Metadata-Version: 2.3
Name: polars_sim
Version: 0.1.1
Classifier: Programming Language :: Rust
Classifier: Programming Language :: Python :: Implementation :: CPython
Classifier: Programming Language :: Python :: Implementation :: PyPy
Requires-Dist: polars[pyarrow] >=1.8.2
License-File: LICENSE.md
Summary: Fast similarity join for polars DataFrames.
Author-email: "Dr.
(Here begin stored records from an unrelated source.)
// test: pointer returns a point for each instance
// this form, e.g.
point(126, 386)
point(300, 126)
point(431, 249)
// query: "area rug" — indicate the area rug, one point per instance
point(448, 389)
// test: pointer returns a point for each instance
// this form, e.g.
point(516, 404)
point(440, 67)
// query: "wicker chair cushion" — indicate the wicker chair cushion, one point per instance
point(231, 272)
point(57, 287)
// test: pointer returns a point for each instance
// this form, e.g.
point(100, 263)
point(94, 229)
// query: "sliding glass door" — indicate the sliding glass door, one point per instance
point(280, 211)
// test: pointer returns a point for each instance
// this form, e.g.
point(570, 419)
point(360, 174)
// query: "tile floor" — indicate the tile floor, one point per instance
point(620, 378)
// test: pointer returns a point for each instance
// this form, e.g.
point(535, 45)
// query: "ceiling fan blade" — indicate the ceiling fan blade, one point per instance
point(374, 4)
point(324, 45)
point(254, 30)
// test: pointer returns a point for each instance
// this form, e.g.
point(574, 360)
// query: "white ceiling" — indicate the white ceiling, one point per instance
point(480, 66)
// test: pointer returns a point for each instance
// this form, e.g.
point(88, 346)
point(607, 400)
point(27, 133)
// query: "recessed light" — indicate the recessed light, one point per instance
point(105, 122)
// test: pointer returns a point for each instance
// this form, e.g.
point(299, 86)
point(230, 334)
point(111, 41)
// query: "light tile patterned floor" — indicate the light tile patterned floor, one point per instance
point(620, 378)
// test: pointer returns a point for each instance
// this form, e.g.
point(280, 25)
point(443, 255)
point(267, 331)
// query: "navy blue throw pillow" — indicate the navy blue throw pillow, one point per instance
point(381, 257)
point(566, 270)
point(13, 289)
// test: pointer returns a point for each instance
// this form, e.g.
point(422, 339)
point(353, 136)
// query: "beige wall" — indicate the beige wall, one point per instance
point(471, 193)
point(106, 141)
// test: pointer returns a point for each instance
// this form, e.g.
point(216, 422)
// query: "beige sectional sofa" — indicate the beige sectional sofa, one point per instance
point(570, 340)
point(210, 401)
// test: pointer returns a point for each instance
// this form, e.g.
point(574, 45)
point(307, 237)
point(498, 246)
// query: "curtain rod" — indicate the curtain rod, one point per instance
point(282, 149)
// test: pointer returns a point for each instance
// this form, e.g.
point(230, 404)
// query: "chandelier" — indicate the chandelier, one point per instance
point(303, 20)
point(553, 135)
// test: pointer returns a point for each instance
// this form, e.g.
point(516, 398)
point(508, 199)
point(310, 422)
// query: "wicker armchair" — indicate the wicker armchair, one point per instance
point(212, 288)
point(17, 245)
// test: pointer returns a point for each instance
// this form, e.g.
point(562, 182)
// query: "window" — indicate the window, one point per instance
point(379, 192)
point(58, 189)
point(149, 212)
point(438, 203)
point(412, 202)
André Schemaitat" <a.schemaitat@gmail.com>
Requires-Python: >=3.10
Description-Content-Type: text/markdown; charset=UTF-8; variant=GFM

# polars_sim

## Description

Implements an **approximate join** of two polars dataframes based on string columns.


Right now, we use a fixed vectorization, which is applied on the fly and eventually
used in a sparse matrix multiplication combined with a top-n selection. This produces
the cosine similarities of the individual string pairs.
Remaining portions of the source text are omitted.